Doğu Akdeniz Gaz Forumu üzerine bazı tespitler

Abone Ol

Temelleri 16 Ocak 2019 tarihinde atılan ve ikinci toplantısı 16 Ocak 2020’de gerçekleştirilen Doğu Akdeniz Gaz Forumu’nun kuruluş sözleşmesi, geçtiğimiz salı günü düzenlenen sanal törenle imzalandı. Kahire’nin inisiyatifiyle başlayan Forum’a, kurucu üyeler olarak Yunanistan, İtalya, Ürdün, Mısır, Güney Kıbrıs, İsrail ve Filistin olmak üzere toplam yedi ülke katıldı.

Üye ülkeler arasında petrol ve doğalgaz altyapısında iş birliğinin güçlendirilmesi, enerji güvenliği ve Doğu Akdeniz enerji kaynaklarının Avrupa’ya taşınması gibi hedefleri olan Forum’un nihai amacı, orta vadede güçlü bir bölgesel bir örgüte dönüşmektir. Nitekim Forum’a katılan ülke temsilcileri yaptıkları açıklamalarda, Forum’un daha fazla üyeye, kuruma ve bölge ülkesine ihtiyaç duyduğunu ifade etmesi, bu duruma işaret etmektedir.
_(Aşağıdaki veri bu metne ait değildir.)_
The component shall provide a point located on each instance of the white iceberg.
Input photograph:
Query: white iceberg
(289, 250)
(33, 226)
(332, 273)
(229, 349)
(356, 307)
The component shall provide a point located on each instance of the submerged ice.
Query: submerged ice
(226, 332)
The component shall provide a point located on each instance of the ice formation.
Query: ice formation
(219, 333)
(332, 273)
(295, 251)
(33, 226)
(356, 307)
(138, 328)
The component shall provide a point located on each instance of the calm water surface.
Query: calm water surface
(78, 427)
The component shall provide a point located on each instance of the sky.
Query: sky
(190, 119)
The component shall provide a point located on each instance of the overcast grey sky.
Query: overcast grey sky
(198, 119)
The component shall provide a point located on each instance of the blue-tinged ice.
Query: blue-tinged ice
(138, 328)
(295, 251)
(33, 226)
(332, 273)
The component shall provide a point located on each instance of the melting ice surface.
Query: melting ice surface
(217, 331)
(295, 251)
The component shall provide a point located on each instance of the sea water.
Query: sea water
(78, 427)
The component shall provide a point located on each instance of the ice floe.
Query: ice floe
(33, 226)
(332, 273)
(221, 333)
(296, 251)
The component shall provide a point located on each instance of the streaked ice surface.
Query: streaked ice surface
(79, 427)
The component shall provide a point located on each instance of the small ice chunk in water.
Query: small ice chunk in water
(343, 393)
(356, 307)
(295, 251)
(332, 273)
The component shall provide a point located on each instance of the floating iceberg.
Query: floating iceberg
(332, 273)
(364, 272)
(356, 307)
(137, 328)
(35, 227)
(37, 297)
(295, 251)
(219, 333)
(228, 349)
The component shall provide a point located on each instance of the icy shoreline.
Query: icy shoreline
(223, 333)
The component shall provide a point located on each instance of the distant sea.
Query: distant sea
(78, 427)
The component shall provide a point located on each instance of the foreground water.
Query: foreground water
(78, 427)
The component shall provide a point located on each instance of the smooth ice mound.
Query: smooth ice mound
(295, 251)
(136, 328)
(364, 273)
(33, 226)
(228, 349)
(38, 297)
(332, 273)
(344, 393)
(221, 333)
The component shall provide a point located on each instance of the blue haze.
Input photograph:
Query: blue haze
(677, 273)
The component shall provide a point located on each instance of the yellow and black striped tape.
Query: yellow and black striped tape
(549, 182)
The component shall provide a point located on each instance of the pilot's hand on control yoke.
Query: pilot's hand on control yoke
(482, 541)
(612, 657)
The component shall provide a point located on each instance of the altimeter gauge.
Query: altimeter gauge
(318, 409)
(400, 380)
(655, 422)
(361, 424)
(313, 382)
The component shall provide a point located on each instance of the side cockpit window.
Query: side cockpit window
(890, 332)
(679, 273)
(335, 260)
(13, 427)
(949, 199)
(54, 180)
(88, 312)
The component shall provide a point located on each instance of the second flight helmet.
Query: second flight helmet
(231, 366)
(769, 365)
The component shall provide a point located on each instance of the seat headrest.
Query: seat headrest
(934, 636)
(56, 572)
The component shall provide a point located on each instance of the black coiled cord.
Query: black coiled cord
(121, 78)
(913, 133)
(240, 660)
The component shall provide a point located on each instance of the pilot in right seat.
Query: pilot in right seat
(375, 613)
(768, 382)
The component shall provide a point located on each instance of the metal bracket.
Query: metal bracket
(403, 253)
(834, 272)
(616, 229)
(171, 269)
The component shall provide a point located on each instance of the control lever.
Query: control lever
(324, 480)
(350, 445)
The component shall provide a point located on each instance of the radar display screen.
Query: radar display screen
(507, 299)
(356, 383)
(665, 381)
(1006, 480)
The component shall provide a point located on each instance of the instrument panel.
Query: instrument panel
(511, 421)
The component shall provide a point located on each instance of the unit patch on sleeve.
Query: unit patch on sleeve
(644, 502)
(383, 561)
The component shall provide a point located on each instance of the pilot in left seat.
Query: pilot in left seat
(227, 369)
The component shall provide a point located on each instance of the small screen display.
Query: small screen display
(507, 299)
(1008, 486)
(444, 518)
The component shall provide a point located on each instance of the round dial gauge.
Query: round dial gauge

Kaldı ki Forum’un bundan sonraki süreçte alacağı biçimi, 15 Eylül tarihinde İsrail, Birleşik Arap Emirlikleri ve Bahreyn arasında imzalanan “normalleşme anlaşmaları” veya resmi adıyla “İbrahim Anlaşması” kapsamında düşünmek zaruridir. Zira gerek Forum’un gerekse de İbrahim Anlaşması’nın ardında ABD’nin olduğu göz ardı edilmemelidir. Öyle ki İsrail’in şimdiden Birleşik Arap Emirlikleri’ni Forum’a katmak için diplomatik girişimler başlatması yukarıdaki varsayımı doğrulamaktadır.

İbrahim Anlaşması ve Forum kapsamında yürütülen çalışmalar, kamuoyuna bölgede istikrar ve refahın ilerletilmesi yönünde sunulsa da, bazı önemli siyasi amaçlarının olduğu meydana gelen gelişmelerden kestirilebiliyor. ABD’nin, NATO’dan özellikle Doğu Akdeniz ve Ortadoğu’da müttefikleri arasında sıkça karşılaşılan çıkar çatışmalarından dolayı istediği verimi alamadığı, bu nedenle kendi güdümündeki bölgesel örgütler kurma fikrine sıcak baktığı söylenebilir.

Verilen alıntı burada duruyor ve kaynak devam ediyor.